Naë : Au bout du sentiment pour trouver sa force
Musique - 16.11.2021
Chanteuse, auteure, compositrice, Naë nous plonge dans un univers sentimental, sincère et profond marqué par sa force de caractère et sa sensibilité. Général Pop est allé à la rencontre de cette jeune artiste – signée chez Elektra – qui sortira son deuxième EP début 2022. Deux sons clippés annoncent déjà un projet mature aux mélodies pop et inspiré de soul et de RnB.
Aux origines
« À l’amour vouloir s’offrir
Et toujours devoir souffrir
S’enfuir
Coup de dés dans le désir
Tant de plaies dans le plaisir. »
in Éclair.
« J’existe, c’est déjà pas mal sinon je fais beaucoup de musique, de la compo, de l’écriture et des concerts », c’est ainsi que se décrit Naë pour qui tout commence à Bordeaux.

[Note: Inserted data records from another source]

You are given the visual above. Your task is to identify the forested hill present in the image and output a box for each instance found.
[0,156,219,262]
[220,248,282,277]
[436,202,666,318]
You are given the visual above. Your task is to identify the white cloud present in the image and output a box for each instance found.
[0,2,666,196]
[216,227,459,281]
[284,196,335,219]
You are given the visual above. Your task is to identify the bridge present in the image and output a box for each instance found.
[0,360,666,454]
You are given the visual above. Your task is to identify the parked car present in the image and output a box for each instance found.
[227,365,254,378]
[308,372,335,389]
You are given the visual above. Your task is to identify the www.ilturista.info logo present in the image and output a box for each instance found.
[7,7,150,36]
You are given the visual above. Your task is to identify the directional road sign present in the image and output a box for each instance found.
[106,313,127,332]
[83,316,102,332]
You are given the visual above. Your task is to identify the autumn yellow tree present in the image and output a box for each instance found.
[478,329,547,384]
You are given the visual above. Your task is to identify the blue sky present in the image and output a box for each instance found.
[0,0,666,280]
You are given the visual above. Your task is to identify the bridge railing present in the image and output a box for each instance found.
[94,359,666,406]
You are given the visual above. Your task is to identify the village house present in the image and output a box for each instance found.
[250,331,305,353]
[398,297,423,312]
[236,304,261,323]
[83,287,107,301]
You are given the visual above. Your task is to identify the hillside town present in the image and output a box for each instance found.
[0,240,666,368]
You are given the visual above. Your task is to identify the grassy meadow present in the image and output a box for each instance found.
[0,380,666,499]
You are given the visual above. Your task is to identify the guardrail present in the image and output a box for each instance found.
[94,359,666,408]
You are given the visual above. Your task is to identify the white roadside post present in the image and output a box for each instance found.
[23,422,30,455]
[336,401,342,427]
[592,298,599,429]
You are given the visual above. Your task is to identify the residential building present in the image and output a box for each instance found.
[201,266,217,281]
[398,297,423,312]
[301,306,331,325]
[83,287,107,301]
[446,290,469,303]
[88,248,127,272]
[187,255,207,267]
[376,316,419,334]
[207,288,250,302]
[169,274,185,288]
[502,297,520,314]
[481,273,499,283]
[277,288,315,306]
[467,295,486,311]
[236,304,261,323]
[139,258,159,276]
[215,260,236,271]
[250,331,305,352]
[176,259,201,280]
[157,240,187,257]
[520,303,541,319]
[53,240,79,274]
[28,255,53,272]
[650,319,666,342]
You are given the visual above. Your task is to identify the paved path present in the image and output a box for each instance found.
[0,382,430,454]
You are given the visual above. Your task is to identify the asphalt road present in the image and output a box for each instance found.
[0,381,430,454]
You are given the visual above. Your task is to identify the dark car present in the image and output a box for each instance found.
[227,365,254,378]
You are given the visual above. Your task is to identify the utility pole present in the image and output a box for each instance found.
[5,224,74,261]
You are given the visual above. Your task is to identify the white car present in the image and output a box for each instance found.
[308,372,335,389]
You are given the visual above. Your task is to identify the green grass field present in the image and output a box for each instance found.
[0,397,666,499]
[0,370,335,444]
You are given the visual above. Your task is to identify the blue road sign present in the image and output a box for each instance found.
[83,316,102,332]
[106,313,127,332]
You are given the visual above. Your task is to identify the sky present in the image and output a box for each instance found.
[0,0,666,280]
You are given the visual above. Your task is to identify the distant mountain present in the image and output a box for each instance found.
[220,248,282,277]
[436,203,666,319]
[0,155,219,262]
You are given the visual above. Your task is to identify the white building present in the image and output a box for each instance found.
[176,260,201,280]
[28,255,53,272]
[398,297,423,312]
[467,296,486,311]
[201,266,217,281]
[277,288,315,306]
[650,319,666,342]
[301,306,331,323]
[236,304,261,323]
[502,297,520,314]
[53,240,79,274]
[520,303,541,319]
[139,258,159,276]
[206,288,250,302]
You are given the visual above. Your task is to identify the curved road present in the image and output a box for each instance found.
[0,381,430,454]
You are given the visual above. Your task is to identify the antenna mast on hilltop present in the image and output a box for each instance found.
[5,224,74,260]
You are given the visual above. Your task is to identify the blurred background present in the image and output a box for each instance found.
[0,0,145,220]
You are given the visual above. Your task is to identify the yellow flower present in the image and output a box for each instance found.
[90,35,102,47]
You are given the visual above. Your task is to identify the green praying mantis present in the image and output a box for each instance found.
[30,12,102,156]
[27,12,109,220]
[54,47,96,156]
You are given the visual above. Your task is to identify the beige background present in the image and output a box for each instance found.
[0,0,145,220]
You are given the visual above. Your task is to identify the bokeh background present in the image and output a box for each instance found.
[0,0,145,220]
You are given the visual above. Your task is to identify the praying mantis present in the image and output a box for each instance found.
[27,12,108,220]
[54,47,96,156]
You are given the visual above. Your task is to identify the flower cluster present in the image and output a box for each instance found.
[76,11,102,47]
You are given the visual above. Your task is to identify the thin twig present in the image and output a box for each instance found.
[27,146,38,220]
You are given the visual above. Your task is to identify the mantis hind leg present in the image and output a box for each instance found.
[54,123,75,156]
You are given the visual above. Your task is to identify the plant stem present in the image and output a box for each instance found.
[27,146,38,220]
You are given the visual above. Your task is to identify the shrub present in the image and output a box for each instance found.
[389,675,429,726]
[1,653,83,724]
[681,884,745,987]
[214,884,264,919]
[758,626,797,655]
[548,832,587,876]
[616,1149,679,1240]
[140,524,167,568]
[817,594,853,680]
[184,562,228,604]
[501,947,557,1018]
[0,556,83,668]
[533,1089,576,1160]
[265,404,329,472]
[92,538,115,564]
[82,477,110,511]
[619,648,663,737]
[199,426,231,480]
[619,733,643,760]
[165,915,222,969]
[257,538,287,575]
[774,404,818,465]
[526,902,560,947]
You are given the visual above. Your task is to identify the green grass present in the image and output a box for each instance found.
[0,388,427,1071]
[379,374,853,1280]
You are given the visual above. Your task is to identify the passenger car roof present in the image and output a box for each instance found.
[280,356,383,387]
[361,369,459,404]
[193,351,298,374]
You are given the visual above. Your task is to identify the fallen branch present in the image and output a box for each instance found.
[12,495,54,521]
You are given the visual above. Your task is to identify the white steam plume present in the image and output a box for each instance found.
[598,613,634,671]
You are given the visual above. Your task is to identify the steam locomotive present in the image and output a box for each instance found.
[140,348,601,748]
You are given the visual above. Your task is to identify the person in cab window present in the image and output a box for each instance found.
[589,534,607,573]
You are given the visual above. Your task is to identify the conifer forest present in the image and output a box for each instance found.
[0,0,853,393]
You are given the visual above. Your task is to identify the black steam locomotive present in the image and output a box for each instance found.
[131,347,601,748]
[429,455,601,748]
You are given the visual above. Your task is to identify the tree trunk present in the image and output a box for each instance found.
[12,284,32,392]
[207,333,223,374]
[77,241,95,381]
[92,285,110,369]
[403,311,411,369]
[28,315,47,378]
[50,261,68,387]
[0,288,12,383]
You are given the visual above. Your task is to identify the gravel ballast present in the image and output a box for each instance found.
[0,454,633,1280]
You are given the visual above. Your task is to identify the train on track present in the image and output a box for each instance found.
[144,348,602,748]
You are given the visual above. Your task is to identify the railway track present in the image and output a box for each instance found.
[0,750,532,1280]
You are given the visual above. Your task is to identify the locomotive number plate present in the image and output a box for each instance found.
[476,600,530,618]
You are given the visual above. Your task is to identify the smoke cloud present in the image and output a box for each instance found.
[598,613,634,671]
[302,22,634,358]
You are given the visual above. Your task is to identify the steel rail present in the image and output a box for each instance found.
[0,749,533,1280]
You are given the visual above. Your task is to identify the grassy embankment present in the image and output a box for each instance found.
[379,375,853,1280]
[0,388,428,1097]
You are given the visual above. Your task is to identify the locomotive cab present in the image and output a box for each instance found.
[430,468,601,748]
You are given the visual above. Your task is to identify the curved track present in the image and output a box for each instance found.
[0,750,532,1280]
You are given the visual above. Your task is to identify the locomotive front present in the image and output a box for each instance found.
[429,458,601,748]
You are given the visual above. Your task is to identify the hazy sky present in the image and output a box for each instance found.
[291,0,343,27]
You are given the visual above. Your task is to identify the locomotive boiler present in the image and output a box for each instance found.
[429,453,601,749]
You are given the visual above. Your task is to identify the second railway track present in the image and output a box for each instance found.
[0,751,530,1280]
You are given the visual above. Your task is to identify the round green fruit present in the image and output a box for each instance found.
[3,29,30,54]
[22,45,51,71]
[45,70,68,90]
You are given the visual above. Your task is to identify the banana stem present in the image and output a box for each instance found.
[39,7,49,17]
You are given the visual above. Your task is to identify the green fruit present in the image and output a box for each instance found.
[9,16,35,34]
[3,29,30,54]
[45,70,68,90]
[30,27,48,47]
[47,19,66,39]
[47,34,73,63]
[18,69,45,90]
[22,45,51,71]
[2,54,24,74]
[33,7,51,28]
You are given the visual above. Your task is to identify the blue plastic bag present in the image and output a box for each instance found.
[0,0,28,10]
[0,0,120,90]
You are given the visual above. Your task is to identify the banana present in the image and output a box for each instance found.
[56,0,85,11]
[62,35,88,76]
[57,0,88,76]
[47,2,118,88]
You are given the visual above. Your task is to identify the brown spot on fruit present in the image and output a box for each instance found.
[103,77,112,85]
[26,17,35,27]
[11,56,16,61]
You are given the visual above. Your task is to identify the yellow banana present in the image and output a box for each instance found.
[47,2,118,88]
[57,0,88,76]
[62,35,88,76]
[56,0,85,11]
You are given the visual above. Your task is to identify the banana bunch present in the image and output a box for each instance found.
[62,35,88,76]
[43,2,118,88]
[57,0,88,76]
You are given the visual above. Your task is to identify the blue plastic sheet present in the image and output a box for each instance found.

D’abord danseuse avant d’être chanteuse, elle grandit dans un environnement familial musical où le père écoutait et chantait des classiques du rock des années 60 et 70. Une fois que le rythme danse-école-dodo devient pesant, c’est au collège que Naë commence à chanter, dans un groupe de rock appelé Malice : « J’étais devenue la nana qui se révèle au collège, qui fait de la musique, j’avais un groupe, j’étais la chanteuse du band, la seule fille avec des mecs autour d’elle, j’ai parcouru beaucoup de choses après mais ça a été formateur avec des premiers tremplins, des premiers concerts. »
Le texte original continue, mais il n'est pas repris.